I knew nothing of Ignatius until I stepped my eighteen-year-old foot onto the campus of my Jesuit university. Though I lacked any formal training in spirituality, I knew I liked to pray, and that I loved to reflect on the human condition. I was eager to learn the Best Practices of admirable men and women in history: Who set and met personal goals? Who were effective leaders? Who survived tragic events, and how? Who found deep happiness?
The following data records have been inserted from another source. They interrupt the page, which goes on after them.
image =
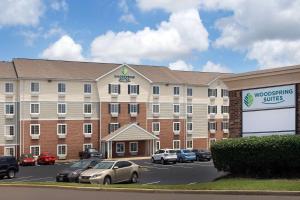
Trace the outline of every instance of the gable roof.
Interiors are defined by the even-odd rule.
[[[0,78],[16,79],[16,71],[12,62],[0,62]]]

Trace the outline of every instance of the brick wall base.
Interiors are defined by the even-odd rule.
[[[136,141],[132,141],[132,142],[136,142]],[[125,152],[124,154],[117,154],[116,153],[116,143],[117,142],[113,142],[112,143],[112,157],[113,158],[122,158],[122,157],[138,157],[138,156],[149,156],[146,155],[146,142],[147,141],[138,141],[138,152],[137,154],[131,154],[130,153],[130,147],[129,147],[129,143],[130,141],[124,141],[125,143]]]
[[[193,139],[194,149],[208,149],[208,138],[194,138]]]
And then I read the Principle and Foundation of Ignatius' great work, the Spiritual Exercises:
|Man is created to praise, reverence, and serve God, our Lord, and by this means to save his soul. The other things on the face of the earth are created for man to help him attain the end for which he was created. Hence man is to make use of them in as far as they help him in the attainment of his end, and he must rid himself of them in as far as they prove a hindrance to him. Therefore, we must make ourselves indifferent to all created things, as far as we are allowed free choice and are not under any prohibition. Consequently, as far as we are concerned, we should not prefer health to sickness, riches to poverty, honor to dishonor, a long life to a short life. The same holds for all other things. Our one desire and choice should be what is more conducive to the end for which we were created.|
And, just like that, I found my spiritual home.
The wisdom of Ignatius' Principle and Foundation filled me with joy, with hope. That single paragraph reminded me who I am, why I exist, and how to embrace the world. I am created by God, a personal and loving God, who provides everything I need to know and love him back. The Principle and Foundation reinforced my instinctively positive view of creation and my aching desire to feel free.
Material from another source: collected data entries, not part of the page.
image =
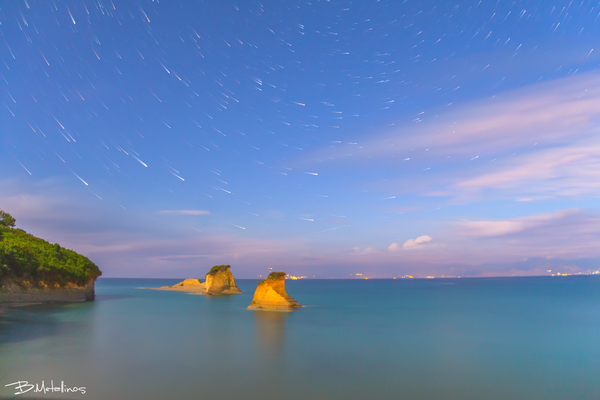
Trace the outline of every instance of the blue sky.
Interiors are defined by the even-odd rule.
[[[598,1],[11,1],[0,207],[105,276],[598,269]]]

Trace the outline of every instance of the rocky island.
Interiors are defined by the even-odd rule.
[[[206,274],[206,294],[240,294],[242,291],[235,284],[231,265],[215,265]]]
[[[162,286],[159,288],[148,288],[153,290],[172,290],[175,292],[186,292],[192,294],[240,294],[242,291],[238,289],[233,279],[233,274],[229,270],[230,265],[215,265],[206,274],[206,282],[200,279],[186,279],[173,286]]]
[[[94,300],[102,275],[96,264],[14,228],[15,222],[0,210],[0,308]]]
[[[271,272],[258,283],[248,309],[291,312],[298,307],[302,306],[285,291],[285,272]]]

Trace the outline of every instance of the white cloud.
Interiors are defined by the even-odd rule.
[[[398,243],[392,243],[388,247],[388,251],[398,251]]]
[[[530,231],[556,223],[565,224],[569,217],[576,216],[578,210],[561,210],[548,214],[513,218],[507,220],[463,221],[459,229],[467,236],[495,237]]]
[[[429,237],[428,235],[423,235],[423,236],[419,236],[416,239],[408,239],[406,242],[404,242],[404,244],[402,245],[402,248],[404,250],[419,249],[419,248],[423,247],[424,243],[427,243],[427,242],[431,242],[431,237]]]

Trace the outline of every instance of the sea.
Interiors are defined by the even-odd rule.
[[[0,399],[600,399],[597,275],[287,280],[294,313],[144,289],[179,281],[5,312]]]

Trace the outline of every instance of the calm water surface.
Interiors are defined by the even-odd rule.
[[[178,281],[4,314],[0,399],[600,399],[599,276],[286,281],[291,314],[139,289]]]

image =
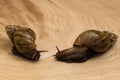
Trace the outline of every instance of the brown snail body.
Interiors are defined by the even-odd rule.
[[[57,60],[84,62],[97,53],[107,51],[116,42],[117,36],[108,31],[88,30],[81,33],[73,47],[56,53]]]
[[[6,27],[6,32],[13,43],[12,52],[14,54],[35,61],[40,58],[41,51],[36,50],[36,35],[32,29],[9,25]]]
The more I read the words of Ignatius, the more I saw them as a poem--a love poem. If I allowed myself, I could fall so in love with God that I wouldn't care about my surroundings or my conditions. I would be like a brave character in a great romantic movie who finds her soulmate and risks everything to be by his side for the rest of her days. And I would feel confident in my lover's faithfulness to me; he loved me first, after all, and he can't be outdone in love.
At the end of the Spiritual Exercises, this fierce love takes form in one of my all-time favorite prayers, Ignatius' Suscipe:
Everything is yours; do with it what you will. That line challenges me to remember that nothing, nothing, nothing is really mine. Not my intellect, not my accomplishments, and--most relevant to this blog for parents--not my children. The Principle and Foundation describes the attitude of indifference as the thing that helps us not prefer one way of life to another. Back in romantic movie mode, this indifference would be the kind of thing that makes an aristocrat give up title and wealth, to free herself of all impediments to marry the commoner who has offered his love.
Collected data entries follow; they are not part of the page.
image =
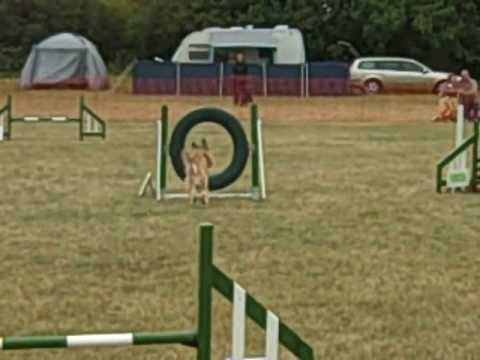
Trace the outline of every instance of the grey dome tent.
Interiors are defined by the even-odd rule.
[[[109,87],[108,73],[97,48],[83,36],[61,33],[32,47],[23,67],[20,87]]]

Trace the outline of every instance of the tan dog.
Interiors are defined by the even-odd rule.
[[[214,162],[207,141],[202,139],[201,146],[193,142],[192,148],[184,150],[182,157],[190,203],[201,199],[203,204],[208,204],[208,170],[213,167]]]

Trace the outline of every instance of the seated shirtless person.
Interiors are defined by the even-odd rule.
[[[470,76],[468,70],[461,72],[459,103],[463,105],[465,119],[473,121],[478,118],[478,83]]]
[[[448,75],[447,81],[439,87],[438,114],[432,121],[455,121],[457,117],[458,79],[454,74]]]

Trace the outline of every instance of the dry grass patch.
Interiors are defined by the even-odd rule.
[[[132,95],[128,87],[117,94],[81,91],[20,91],[15,81],[0,82],[0,97],[14,95],[16,112],[21,115],[76,114],[78,97],[85,94],[94,109],[108,120],[155,120],[161,105],[168,105],[173,118],[200,106],[218,106],[241,119],[249,118],[248,109],[234,108],[228,97],[160,97]],[[270,122],[425,122],[435,111],[436,99],[424,96],[355,96],[291,98],[257,97],[262,117]]]
[[[72,94],[17,95],[31,113],[67,109]],[[36,100],[48,96],[55,101]],[[202,209],[136,197],[153,169],[154,124],[130,120],[155,119],[166,99],[122,94],[107,105],[100,99],[108,97],[88,96],[108,119],[124,120],[110,122],[106,142],[80,143],[60,125],[18,125],[16,138],[0,144],[3,335],[191,326],[197,226],[209,221],[217,226],[216,262],[303,335],[319,359],[480,353],[478,197],[434,193],[434,164],[452,145],[453,128],[425,121],[430,98],[369,98],[368,109],[384,109],[385,119],[398,122],[371,122],[382,120],[381,112],[355,121],[367,111],[359,108],[363,98],[259,99],[270,199],[213,200]],[[389,99],[404,111],[392,119]],[[168,100],[175,116],[219,101]],[[327,108],[345,121],[323,122]],[[222,141],[223,134],[211,135],[219,158],[227,156]],[[248,176],[237,186],[247,184]],[[214,324],[214,358],[225,358],[230,307],[220,298]],[[260,332],[252,329],[249,338],[252,353],[260,351]],[[147,347],[2,359],[159,359],[174,352],[193,358],[188,349]]]

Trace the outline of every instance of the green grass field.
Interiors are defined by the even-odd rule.
[[[75,125],[16,125],[14,140],[0,143],[0,336],[190,328],[197,227],[208,221],[216,262],[317,359],[475,359],[479,198],[434,192],[453,126],[264,121],[270,199],[207,208],[136,196],[154,166],[152,121],[111,121],[106,142],[83,143]],[[222,163],[223,134],[209,140]],[[229,355],[230,309],[216,298],[215,359]],[[262,351],[253,325],[249,341]],[[194,355],[146,347],[1,358]]]

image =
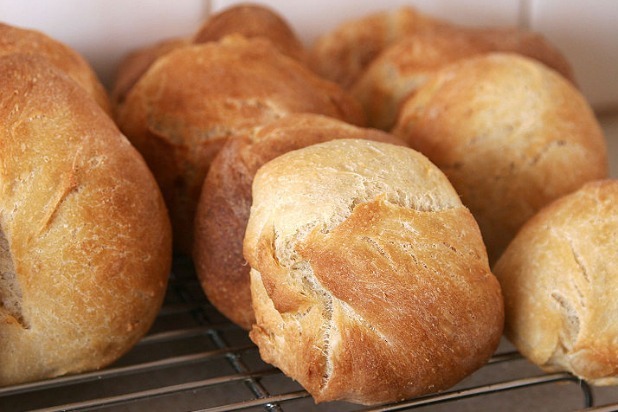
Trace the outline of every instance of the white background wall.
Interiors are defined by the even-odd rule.
[[[546,35],[571,61],[599,111],[618,110],[616,0],[255,0],[282,14],[311,43],[345,19],[413,5],[467,25],[520,25]],[[232,0],[0,0],[0,20],[36,28],[73,46],[106,84],[129,50],[193,33]]]

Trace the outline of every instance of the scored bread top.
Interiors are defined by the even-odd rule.
[[[478,226],[439,169],[405,147],[335,140],[262,166],[244,255],[251,338],[318,402],[444,389],[500,339]]]

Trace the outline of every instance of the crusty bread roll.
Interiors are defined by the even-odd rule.
[[[291,26],[275,11],[258,4],[239,4],[211,15],[191,37],[163,39],[129,53],[116,70],[112,86],[114,106],[150,66],[172,50],[191,44],[219,41],[228,35],[269,40],[277,50],[299,61],[306,59],[304,46]]]
[[[36,31],[0,23],[0,56],[27,54],[45,58],[79,84],[108,114],[107,92],[86,60],[75,50]]]
[[[541,207],[608,173],[603,132],[581,93],[515,54],[446,66],[403,104],[394,133],[449,177],[490,262]]]
[[[114,108],[124,102],[129,90],[159,57],[189,44],[191,44],[190,40],[182,37],[165,39],[133,50],[126,55],[116,68],[114,83],[110,93]]]
[[[325,79],[349,88],[384,49],[412,33],[450,24],[401,7],[349,20],[320,36],[308,51],[309,66]]]
[[[495,270],[506,335],[524,356],[618,384],[618,181],[588,183],[543,208]]]
[[[390,130],[401,103],[443,66],[493,51],[534,58],[574,82],[565,57],[541,35],[515,28],[464,28],[414,33],[395,42],[363,71],[350,91],[363,105],[367,123]]]
[[[109,116],[34,56],[0,58],[0,385],[97,369],[163,301],[171,229]]]
[[[295,112],[364,122],[358,102],[339,86],[263,39],[232,36],[182,47],[133,86],[117,122],[159,182],[178,252],[191,253],[202,183],[225,140]]]
[[[264,38],[286,56],[305,60],[305,48],[290,24],[261,4],[242,3],[210,16],[193,36],[195,43],[218,41],[231,34]]]
[[[447,388],[502,334],[478,226],[409,148],[343,139],[271,160],[253,181],[244,255],[251,339],[316,402]]]
[[[404,144],[387,133],[325,116],[290,114],[229,139],[210,165],[195,215],[195,268],[209,301],[245,329],[255,323],[250,268],[242,254],[253,176],[283,153],[334,139]]]

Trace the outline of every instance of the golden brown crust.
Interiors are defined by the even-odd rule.
[[[541,207],[608,173],[603,132],[583,96],[515,54],[446,66],[404,103],[393,130],[449,177],[491,262]]]
[[[0,23],[0,56],[15,53],[45,58],[86,90],[106,113],[111,113],[107,92],[90,65],[76,51],[38,31]]]
[[[448,23],[401,7],[344,22],[309,50],[308,64],[322,77],[349,88],[365,67],[397,40]]]
[[[378,130],[358,128],[314,114],[290,114],[247,136],[229,139],[204,180],[195,215],[193,257],[211,303],[245,329],[255,323],[249,266],[242,242],[249,220],[251,184],[257,170],[292,150],[334,139],[370,139],[404,145]]]
[[[129,53],[120,62],[116,70],[111,90],[111,99],[114,107],[124,102],[129,90],[159,57],[189,44],[189,40],[184,38],[166,39]]]
[[[268,39],[281,53],[305,60],[305,49],[288,22],[259,4],[239,4],[213,14],[193,36],[193,42],[218,41],[231,34]]]
[[[507,337],[547,371],[618,384],[618,181],[591,182],[530,219],[496,264]]]
[[[260,168],[244,254],[262,358],[317,402],[445,389],[502,334],[476,222],[425,157],[336,140]]]
[[[202,183],[225,140],[294,112],[364,122],[340,87],[263,39],[233,36],[177,49],[131,89],[117,122],[159,182],[178,251],[191,253]]]
[[[0,58],[0,385],[97,369],[152,324],[171,229],[145,162],[46,60]]]
[[[541,35],[515,28],[452,26],[407,35],[377,56],[351,86],[368,124],[390,130],[400,105],[449,63],[494,51],[534,58],[574,81],[567,60]]]

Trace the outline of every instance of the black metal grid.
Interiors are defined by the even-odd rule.
[[[0,388],[0,411],[616,411],[567,373],[544,374],[504,343],[490,362],[449,391],[393,405],[316,405],[264,363],[247,333],[206,300],[191,262],[176,259],[165,305],[150,333],[97,372]]]

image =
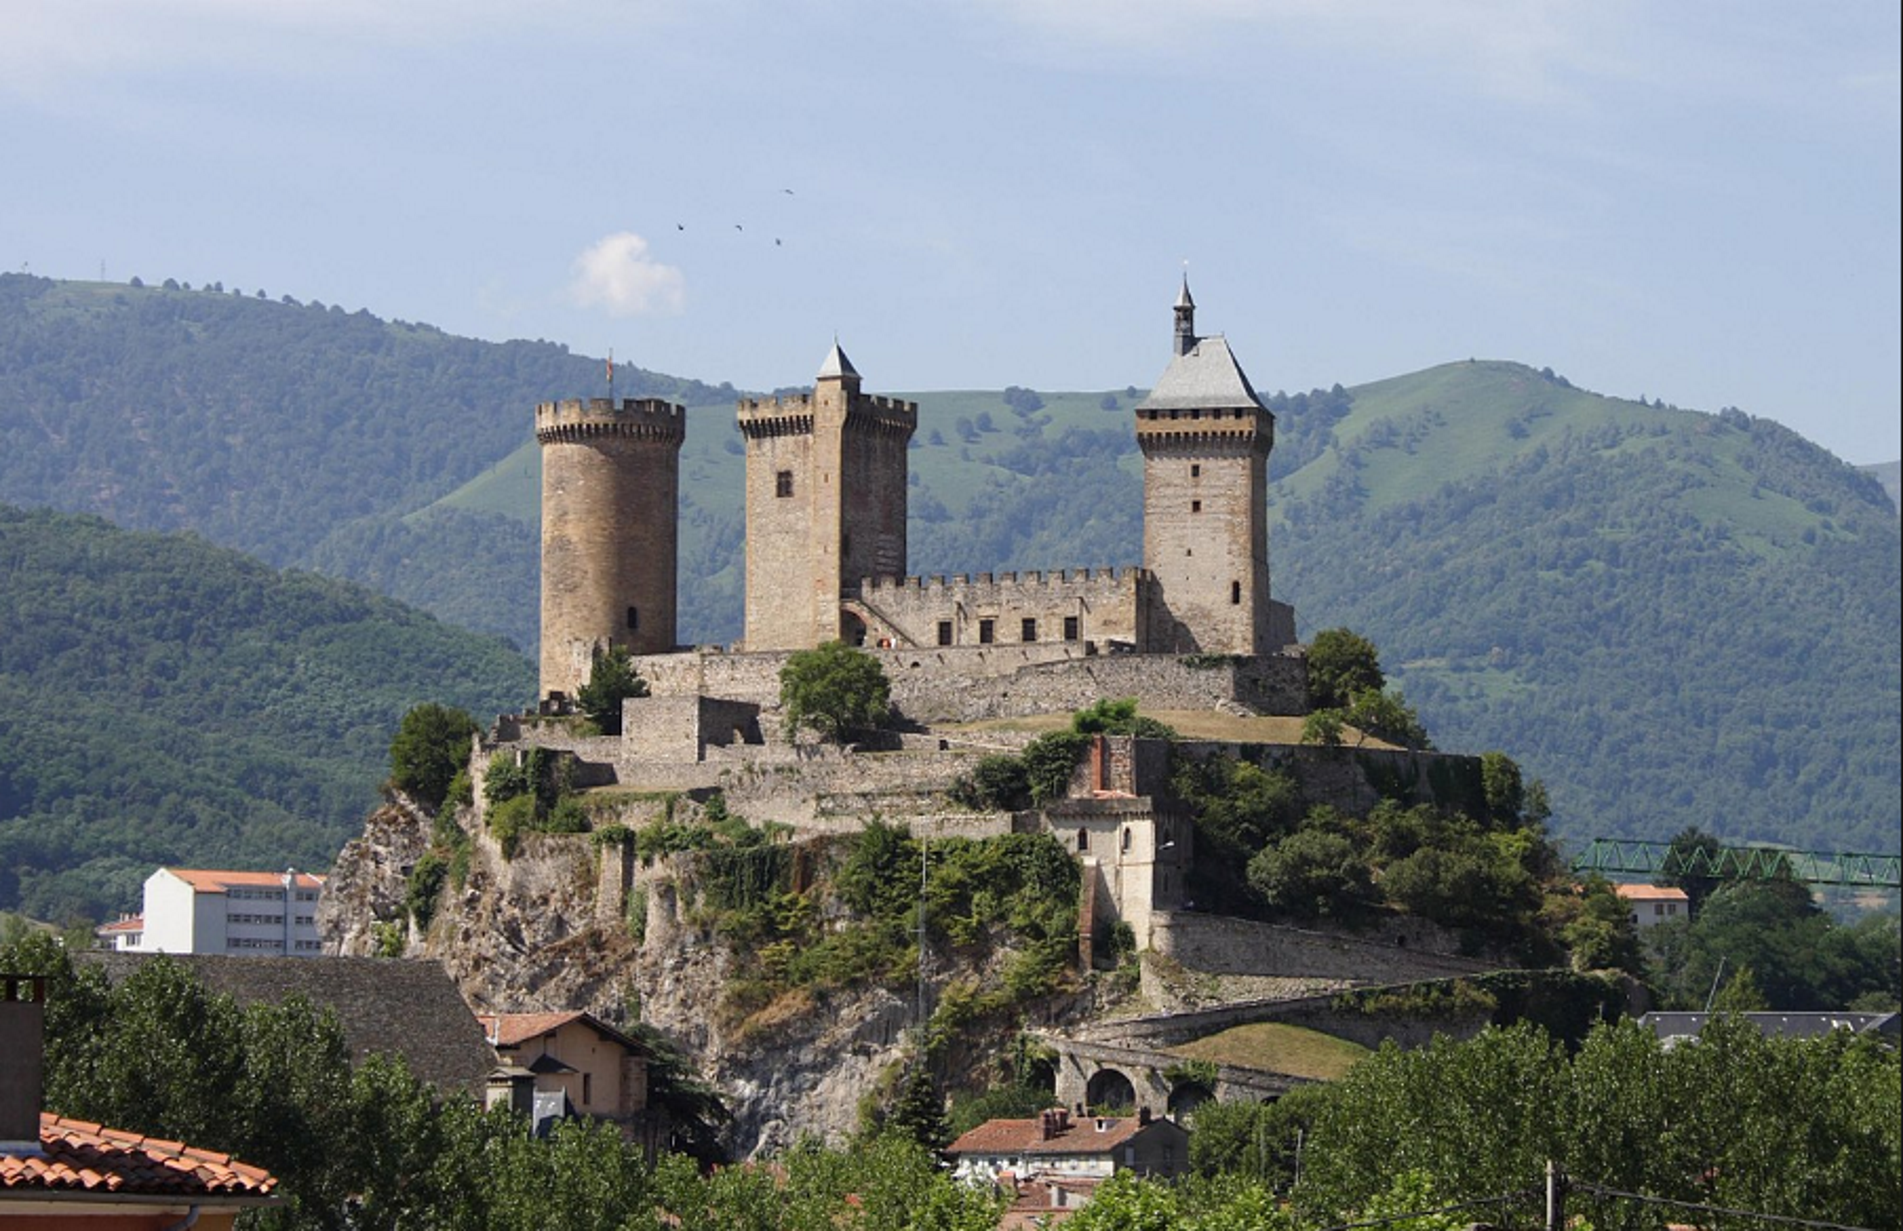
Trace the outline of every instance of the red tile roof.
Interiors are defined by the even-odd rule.
[[[112,923],[104,923],[93,929],[93,933],[98,936],[110,935],[117,932],[143,931],[145,931],[144,915],[127,915],[123,919],[115,920]]]
[[[166,868],[173,876],[189,884],[199,893],[223,893],[234,887],[257,889],[281,889],[284,887],[282,872],[226,872],[215,868]],[[299,872],[299,889],[322,889],[324,878],[309,872]]]
[[[1686,902],[1683,889],[1670,889],[1664,885],[1614,885],[1612,891],[1622,898],[1636,902]]]
[[[1122,1145],[1148,1127],[1135,1116],[1083,1116],[1046,1139],[1039,1120],[986,1120],[952,1142],[945,1153],[1096,1154]]]
[[[586,1016],[586,1013],[581,1012],[478,1013],[476,1020],[482,1023],[482,1032],[497,1047],[520,1047],[530,1039],[539,1039]]]
[[[0,1154],[0,1189],[130,1197],[269,1200],[277,1180],[229,1154],[40,1113],[39,1156]]]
Many parents I know are currently beseiged by the unending demands of their little ones. A diaper here, a safety hazard there, meals and laundry everywhere--it is literally true that some parents do not get to go to the bathroom alone for years at a time. And then the children get older and there are new concerns, like Internet safety, college savings, driver's education, special needs, flagging interest in famliy activities or beliefs, endless activities. The wisdom of St. Ignatius reminds me that even here, I know God is taking care of me. Even here, I can serve the Lord. Indifference is confidence in God's providence. Unless I know I can serve God better in one way rather than another (and how could I know for certain, really?), I am indifferent. I can say "I know you are taking care of me right now. My purpose is to praise, revere, and serve you even here."
So, thank you, St. Ignatius of Loyola. Thank you for your Principle and Foundation, your Spiritual Exercises, your Suscipe prayer, your enormous love for Jesus Christ. Thank you for inviting companions into the Society of Jesus, and for sharing your insights with men and women all over the world. Happy Feast Day!